Il giudice “riapre” il caso di Rosaria rapita in Argentina
«Sono il napoletano Luigi Grillo. Alcune ore fa un gruppo di uomini sconosciuti è entrato in casa mia, in avenida Olazabal. Hanno portato via mia figlia Rosaria e mio genero Venancio. Non so dove siano stati portati. Credo fossero uomini della policia federal». Buenos Aires. La notte tra il 13 e il 14 settembre 1976. Rosaria Grillo, una ragazza del quartiere Barra che studiava all’università della capitale argentina e militava nella Juventud guevarista, nome di battaglia “Irene”, viene prelevata insieme al compagno e altri sei studenti. Di lei non si saprà più nulla, se non che era stata rinchiusa nel centro clandestino di Campo de Mayo e che forse era incinta di due mesi.
Sulla storia di questa coraggiosa ragazza napoletana, desaparecida come tanti altri giovani militanti inghiottiti dalla violenta repressione della dittatura del paese sudamericano, indaga il magistrato Giuseppe Narducci, il pm delle grandi inchieste sulla camorra di Forcella e dello scandalo Calciopoli, oggi giudice a Perugia dopo una breve parentesi come assessore della giunta de Magistris, nel suo primo libro, El minuto, edito da Alegre.

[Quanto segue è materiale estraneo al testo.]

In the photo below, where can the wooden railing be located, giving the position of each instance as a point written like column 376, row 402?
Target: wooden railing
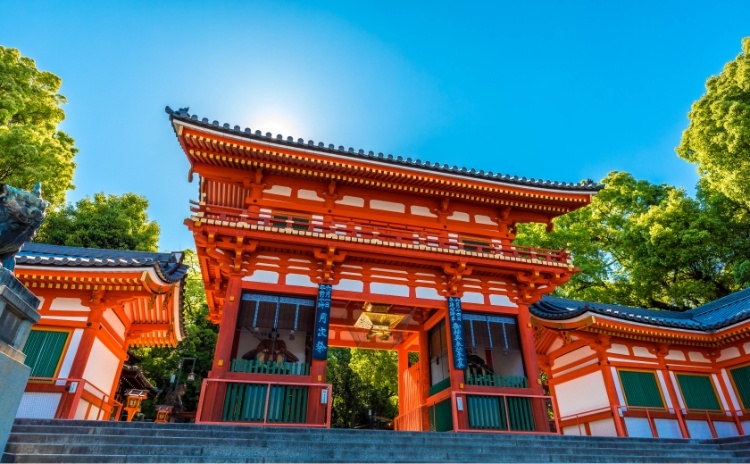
column 367, row 231
column 269, row 367
column 62, row 398
column 490, row 380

Narducci è andato alla ricerca di documenti e testimonianze per ricostruire gli ultimi, drammatici, giorni di Rosaria, “una ragazza che ha dato la vita per la libertà in cui credeva”.
El minuto sarà presentato lunedì alle 18 a Palazzo Reale nell’ambito del Premio Napoli..
Nella sua inchiesta, più letteraria e giornalistica che giudiziaria, Narducci non manca di ricordare che l’Italia “non salvò la vita” dei tanti connazionali o figli di connazionali perseguitati dalla dittatura né ha aiutato concretamente i familiari ad avere giustizia. “Un debito storico collettivo che deve essere ancora saldato. E questi debiti non cadono mai in prescrizione. Il nostro paese può ancora onorarlo”.